Who `dat?: Identity resolution in large email collections
Doug Oard (CSIRO ICT Centre)
CSIRO ICTDATE: 2010-04-19
TIME: 14:00:00 - 15:00:00
LOCATION: CSIT Seminar Room, N101
CONTACT: JavaScript must be enabled to display this email address.
ABSTRACT:
Automated techniques that can support the human activities of search and sense-making in large email collections are of increasing importance for a broad range of uses, including historical scholarship, law enforcement and intelligence applications, and lawyers involved in "e- discovery" incident to civil litigation.

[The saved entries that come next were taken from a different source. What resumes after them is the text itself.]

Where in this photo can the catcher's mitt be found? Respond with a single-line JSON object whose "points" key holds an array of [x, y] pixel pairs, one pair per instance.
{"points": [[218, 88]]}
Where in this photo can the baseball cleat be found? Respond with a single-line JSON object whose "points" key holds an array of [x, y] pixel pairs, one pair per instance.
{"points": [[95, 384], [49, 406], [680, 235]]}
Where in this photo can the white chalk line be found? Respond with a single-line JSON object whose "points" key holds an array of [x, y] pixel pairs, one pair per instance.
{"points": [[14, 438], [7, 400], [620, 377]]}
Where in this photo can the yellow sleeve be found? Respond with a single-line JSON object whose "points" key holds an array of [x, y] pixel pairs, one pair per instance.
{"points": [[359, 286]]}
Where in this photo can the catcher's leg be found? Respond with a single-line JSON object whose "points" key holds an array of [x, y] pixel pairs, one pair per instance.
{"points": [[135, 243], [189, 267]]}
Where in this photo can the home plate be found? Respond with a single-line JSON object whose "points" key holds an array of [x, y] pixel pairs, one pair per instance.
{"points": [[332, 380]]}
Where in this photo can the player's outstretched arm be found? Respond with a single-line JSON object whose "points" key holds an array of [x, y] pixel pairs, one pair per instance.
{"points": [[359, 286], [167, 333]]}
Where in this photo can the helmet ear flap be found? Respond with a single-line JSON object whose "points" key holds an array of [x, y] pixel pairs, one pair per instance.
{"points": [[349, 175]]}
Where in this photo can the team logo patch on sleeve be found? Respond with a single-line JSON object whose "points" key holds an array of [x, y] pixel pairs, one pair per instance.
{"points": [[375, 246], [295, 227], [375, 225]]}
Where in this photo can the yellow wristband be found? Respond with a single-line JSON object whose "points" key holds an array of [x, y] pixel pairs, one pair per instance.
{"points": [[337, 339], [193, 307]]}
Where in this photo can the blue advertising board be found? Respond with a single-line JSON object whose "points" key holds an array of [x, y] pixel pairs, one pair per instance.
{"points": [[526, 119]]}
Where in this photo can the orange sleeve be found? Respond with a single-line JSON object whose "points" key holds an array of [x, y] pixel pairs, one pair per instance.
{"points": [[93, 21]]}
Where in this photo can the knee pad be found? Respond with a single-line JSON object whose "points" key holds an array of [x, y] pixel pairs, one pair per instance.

In this talk, I'll briefly describe some of the work to date on searching large email collections, and then for most of the talk I will focus on the more challenging task of support for sense-making. Specifically, I'll describe joint work with Tamer Elsayed to automatically resolve the identity of people who are mentioned ambiguously (e.g., just by first name) in a collection of email from a failed corporation (Enron). Our results indicate that for people who are well represented in the collection we can use a generative model to guess the right identity about 80% of the time, and for others we are right about half the time. I'll conclude the talk with a few remarks on our next directions for techniques, evaluation, and additional types of collections to which similar ideas might be applied.
BIO:
I am an Associate Professor in the College of Information
Studies and the Institute for Advanced Computer Studies at
the University of Maryland, College Park. My research
interests include cross-language information retrieval,
speech retrieval, and information filtering.